Problemas estruturais no prédio do século XIX motivaram fechamento. Acervo será realocado em seis imóveis alugados no mesmo bairro, em SP.



Fechado ao público desde agosto do ano passado, o Museu Paulista, mais conhecido como Museu do Ipiranga, deverá abrir as portas apenas em 2022, ano do bicentenário da Independência. O prédio, que é tombado pelas três esferas do patrimônio histórico, foi construído no século XIX e passa por uma operação de diagnóstico preventivo em sua estrutura. As obras de restauro, tanto da fachada como das partes internas, ainda estão em fase de licitação.
 
Fechado ao público desde agosto do ano passado, o Museu Paulista, mais conhecido como Museu do Ipiranga, deverá abrir as portas apenas em 2022 (Foto: Marcelo Brandt/G1)

“O edifício monumento, como chamamos o museu, já necessitava de restauro e modernização há um tempo mais longo, antes mesmo do fechamento ao público. Isso já vinha sendo planejado há dois ou três anos. Quando assumi, em 2012, já havia um projeto de melhorias temporárias para transferir o acervo de reserva técnica [não exibido ao público] e também obras de acessibilidade”, disse Sheila Walbe Ornstein, diretora do Museu Paulista.
 
Arquitetos fazem medidas em sala do Museu do Ipiranga (Foto: Marcelo Brandt/G1)

No dia da Independência, comemorado todo dia 7 de setembro, como neste domingo, o local receberia até 10 mil pessoas. Mesmo fechado, a administração do museu oferecerá atividades para quem for ao local e não saiba que está fechado. A programação começa às 9h e vai até as 17h, na esplanada na frente do prédio do museu.
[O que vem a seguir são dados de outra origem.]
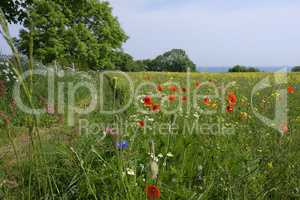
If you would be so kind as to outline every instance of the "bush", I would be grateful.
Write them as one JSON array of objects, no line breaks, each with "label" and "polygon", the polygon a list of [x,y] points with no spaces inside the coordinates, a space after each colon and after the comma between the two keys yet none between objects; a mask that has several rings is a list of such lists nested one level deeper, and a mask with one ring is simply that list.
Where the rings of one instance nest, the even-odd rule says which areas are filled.
[{"label": "bush", "polygon": [[292,69],[292,72],[300,72],[300,66],[296,66]]},{"label": "bush", "polygon": [[254,67],[245,67],[242,65],[235,65],[228,70],[228,72],[260,72],[259,69]]},{"label": "bush", "polygon": [[147,71],[186,72],[196,71],[196,65],[182,49],[172,49],[154,60],[139,61]]}]

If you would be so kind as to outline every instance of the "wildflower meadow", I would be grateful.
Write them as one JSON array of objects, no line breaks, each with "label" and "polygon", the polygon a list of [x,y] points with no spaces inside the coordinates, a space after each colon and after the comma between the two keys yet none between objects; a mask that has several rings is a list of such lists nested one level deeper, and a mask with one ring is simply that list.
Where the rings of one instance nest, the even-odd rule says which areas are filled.
[{"label": "wildflower meadow", "polygon": [[[98,85],[99,73],[60,73],[55,74],[55,93],[61,83]],[[75,113],[72,126],[68,92],[63,103],[58,101],[62,97],[55,98],[52,107],[46,103],[47,78],[34,77],[32,102],[44,112],[33,132],[26,128],[32,121],[16,107],[9,84],[1,83],[3,198],[299,197],[298,74],[287,74],[286,84],[253,96],[254,86],[274,74],[191,73],[187,81],[185,73],[129,73],[131,84],[122,74],[104,77],[99,84],[104,93],[99,94],[105,105]],[[272,126],[255,113],[273,119],[283,101],[278,91],[287,94],[288,120]],[[72,104],[81,109],[94,98],[84,87],[73,97]],[[104,112],[128,102],[124,111]]]},{"label": "wildflower meadow", "polygon": [[[141,47],[145,41],[157,48],[169,46],[168,41],[188,47],[181,42],[199,35],[190,41],[201,41],[197,49],[203,48],[204,60],[213,54],[211,63],[215,56],[251,60],[257,52],[261,61],[263,51],[275,62],[273,49],[284,49],[283,56],[295,50],[275,41],[296,38],[292,19],[299,12],[289,11],[297,8],[290,1],[289,9],[278,6],[283,18],[278,21],[278,10],[269,12],[269,2],[259,9],[252,7],[255,1],[247,2],[247,14],[229,1],[223,11],[213,10],[221,7],[213,1],[198,7],[191,6],[196,1],[184,1],[190,6],[179,4],[164,17],[174,9],[167,1],[136,1],[133,11],[126,0],[1,1],[0,44],[2,49],[5,42],[9,55],[0,56],[0,200],[300,199],[299,67],[259,72],[236,65],[228,72],[200,72],[182,49],[134,60],[122,48],[129,37],[113,15],[112,2],[120,6],[117,11],[130,11],[122,19],[134,19],[126,28],[145,20],[136,30],[145,29],[147,40],[142,34],[133,37]],[[197,9],[203,7],[209,11],[199,17],[203,12]],[[256,15],[266,8],[272,23]],[[240,13],[245,22],[235,21]],[[290,14],[289,23],[280,27]],[[279,30],[280,37],[266,33],[272,49],[262,48],[264,37],[255,38],[256,29],[244,26],[251,25],[252,16],[259,30],[273,31],[276,25],[273,32]],[[173,27],[168,20],[176,17]],[[198,22],[205,37],[197,33]],[[18,38],[10,34],[13,23],[21,26]],[[168,37],[152,40],[157,30]],[[228,30],[234,33],[226,47],[218,39]],[[242,52],[254,49],[244,37],[248,32],[259,42],[253,55]]]}]

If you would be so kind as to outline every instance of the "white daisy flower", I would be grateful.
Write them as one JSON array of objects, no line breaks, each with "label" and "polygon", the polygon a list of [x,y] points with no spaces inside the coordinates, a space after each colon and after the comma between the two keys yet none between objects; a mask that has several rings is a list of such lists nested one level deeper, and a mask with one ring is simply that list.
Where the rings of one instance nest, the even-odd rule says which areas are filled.
[{"label": "white daisy flower", "polygon": [[157,157],[158,157],[158,158],[163,158],[164,155],[163,155],[162,153],[160,153],[160,154],[157,155]]},{"label": "white daisy flower", "polygon": [[171,152],[169,152],[169,153],[167,153],[167,157],[173,158],[174,155]]},{"label": "white daisy flower", "polygon": [[148,118],[148,121],[153,122],[154,119],[153,118]]},{"label": "white daisy flower", "polygon": [[127,172],[127,175],[129,175],[129,176],[135,176],[135,172],[133,169],[127,168],[126,172]]}]

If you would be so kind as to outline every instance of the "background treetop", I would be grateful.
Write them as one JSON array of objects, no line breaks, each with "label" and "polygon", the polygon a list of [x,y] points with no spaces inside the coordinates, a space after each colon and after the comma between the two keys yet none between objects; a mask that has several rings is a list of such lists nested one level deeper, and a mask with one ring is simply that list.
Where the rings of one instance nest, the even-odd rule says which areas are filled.
[{"label": "background treetop", "polygon": [[112,55],[127,40],[108,2],[97,0],[33,0],[28,7],[18,47],[44,64],[54,60],[80,69],[112,68]]},{"label": "background treetop", "polygon": [[295,67],[292,69],[292,72],[300,72],[300,66],[295,66]]},{"label": "background treetop", "polygon": [[32,4],[32,0],[1,0],[2,8],[9,23],[23,23],[27,17],[26,9]]},{"label": "background treetop", "polygon": [[228,70],[228,72],[259,72],[260,70],[255,67],[246,67],[242,65],[235,65]]},{"label": "background treetop", "polygon": [[143,60],[142,63],[148,71],[185,72],[188,68],[191,71],[196,70],[196,65],[182,49],[172,49],[153,60]]}]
O Parque da Independência, onde fica o museu, funciona normalmente e não tem relação com a obra de restauro.
 

“Há uma relação afetiva com o museu. Neste domingo, iremos colocar cartazes explicando detalhes da obra. Daremos uma satisfação ao público. Ele se comunica muito com a sociedade o tempo todo. Ele já era o mais visitado país em 1963, antes de ser integrado à administração da USP. Ficamos tristes com o fechamento, mas estamos confiantes que teremos um museu melhor”, disse Ornstein.
Saguão principal com andaime e caixas contendo parte do acervo embalado (Foto: Marcelo Brandt/G1)

Segundo ela, a primeira etapa, de diagnósticos de alta especialização sobre as condições estruturais do prédio do museu já foram concluídas em janeiro deste ano e os relatórios enviados aos três órgãos de patrimônio histórico, municipal, estadual e federal, respectivamente. “As técnicas da construção são pouco conhecidas hoje em dia. Nas vistorias, vimos problemas nos forros do século XIX, pesados, que se descolaram da estrutura. Ponderamos que havia riscos de acidentes, incluindo com visitantes, e antecipamos o fechamento ao público.”

A segunda etapa, de sustentação e consolidação dos forros, está em andamento. A terceira e última fase será a guarda e proteção do acervo e restauração das fachadas.
Detalhe dos livros embalados (Foto: Marcelo Brandt/G1)

A diretora do museu explicou que seis imóveis já foram alugados no Bairro do Ipiranga e estão sendo readequados para receber o acervo do museu. “Todo o acervo será retirado do museu, menos a pintura do Grito da Independência, de Pedro Américo, a maquete da cidade de São Paulo (feita em monobloco de gesso) e as estátuas dos bandeirantes que estão no saguão central permanecerão no museu.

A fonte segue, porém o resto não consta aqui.